Like Blue Label / Etiqueta Azul Sánchez Rugeles’s second novel features an impressive cast of characters, but while in his previous work this gives substance to the context, in Transilvania Unplugged each of the secondary characters renders the story more and more freakish. To the reader, not only is everyone foreign in this novel (even Emilio and Josep Antoniu are foreign, for they are Venezuelans in Romania), they are all emphatically outlandish, much like the story itself. In this sense, Sánchez Rugeles’s greatest accomplishment is to hold the tale together tightly enough to keep the reader’s attention. Structure plays a central role in this balancing act, and the author’s forays into the world of modern communication, continuously reproducing the two friends’ emails to each other, creates an architecture that is reminiscent of the epistolary origins of the novel. This exchange, combined with a lively and sensitive narrator, are the tools that enable Sánchez Rugeles to control the pace of the narrative with the ease of a flea circus master, manipulating the reader into taking part in the subtle game of hide and seek that lies at the core of any crime novel.

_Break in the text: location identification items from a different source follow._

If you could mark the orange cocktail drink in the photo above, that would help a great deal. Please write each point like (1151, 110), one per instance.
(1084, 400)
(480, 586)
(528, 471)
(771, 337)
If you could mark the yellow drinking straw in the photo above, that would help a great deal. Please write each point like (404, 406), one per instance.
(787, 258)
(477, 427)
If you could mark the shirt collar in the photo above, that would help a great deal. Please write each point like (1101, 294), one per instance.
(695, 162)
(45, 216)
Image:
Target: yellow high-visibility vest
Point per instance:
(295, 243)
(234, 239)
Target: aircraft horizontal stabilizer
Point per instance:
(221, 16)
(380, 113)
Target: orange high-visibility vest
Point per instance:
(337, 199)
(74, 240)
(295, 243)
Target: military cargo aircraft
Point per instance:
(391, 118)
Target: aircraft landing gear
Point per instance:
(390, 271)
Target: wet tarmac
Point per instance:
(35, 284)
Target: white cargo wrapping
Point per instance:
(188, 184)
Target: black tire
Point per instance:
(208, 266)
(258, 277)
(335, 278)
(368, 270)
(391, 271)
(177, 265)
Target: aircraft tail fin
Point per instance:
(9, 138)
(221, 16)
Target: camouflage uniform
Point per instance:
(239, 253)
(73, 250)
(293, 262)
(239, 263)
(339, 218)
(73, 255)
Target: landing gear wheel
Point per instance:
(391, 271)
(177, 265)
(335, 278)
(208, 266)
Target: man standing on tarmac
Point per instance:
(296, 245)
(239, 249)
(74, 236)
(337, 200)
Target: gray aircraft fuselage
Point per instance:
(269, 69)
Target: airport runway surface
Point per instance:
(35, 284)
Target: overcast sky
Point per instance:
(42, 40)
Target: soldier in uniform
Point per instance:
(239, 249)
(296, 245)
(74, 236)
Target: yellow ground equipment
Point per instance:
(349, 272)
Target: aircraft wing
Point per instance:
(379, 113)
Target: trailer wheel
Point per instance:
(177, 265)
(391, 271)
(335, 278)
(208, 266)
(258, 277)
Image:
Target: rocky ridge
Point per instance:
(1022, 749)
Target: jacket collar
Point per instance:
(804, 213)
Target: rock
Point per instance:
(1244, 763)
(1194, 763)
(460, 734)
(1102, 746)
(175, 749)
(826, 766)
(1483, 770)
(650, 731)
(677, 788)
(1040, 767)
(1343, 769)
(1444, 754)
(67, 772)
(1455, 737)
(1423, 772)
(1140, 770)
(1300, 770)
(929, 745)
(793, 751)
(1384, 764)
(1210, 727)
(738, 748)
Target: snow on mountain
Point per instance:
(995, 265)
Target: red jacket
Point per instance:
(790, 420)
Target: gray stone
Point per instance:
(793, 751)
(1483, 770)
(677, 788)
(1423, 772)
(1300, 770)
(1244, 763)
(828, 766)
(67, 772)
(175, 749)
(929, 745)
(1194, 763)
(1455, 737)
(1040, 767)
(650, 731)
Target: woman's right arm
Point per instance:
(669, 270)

After all, Transilvania Unplugged is to all effects and purposes a crime novel with the classic aesthetic of a hard-boiled film noir, spiked here and there with self-deprecatory humour, an element of parody and a generous dose of the Venezuelan telenovela to it – a complex and entertaining pastiche.
Though drastically different, Blue Label / Etiqueta Azul and Transilvania Unplugged both boil down to the same premise: a (physical) journey which, for very different reasons, ultimately carries disastrous consequences. Sánchez Rugeles’ obsession with escaping Venezuela is not only symptomatic of a generation which has come to regard the future as a foreign commodity, it is clearly also an expression of his own condition as a voluntary exile of his country. In his pairing of this irrepressible longing with the tragic dimension that shapes his novels, however, he has formulated – consciously or otherwise – the frame of mind developed, after decades of disillusionment, failure and crime, by the average Venezuelan. Once so optimistic, so nonchalant, wasteful and generous in equal measure, Venezuelans have come to accept that if the proverbial Murphy has a corporeal existence, he has undoubtedly moved to their country, where his is the one law enforced indiscriminately.
Times are hard in Venezuela, and the outlook is bleak, but perhaps precisely because of this more and more interesting, accomplished, urgent literature has emerged from the country over the past decade than in living memory. To those experiencing the monstrous dimension of the country’s present predicament this will come as no consolation, but there is an edge to contemporary Venezuelan literature – there is an edge to Venezuela – that is making it stand out in the literary sphere where it has rarely been acknowledged in the past.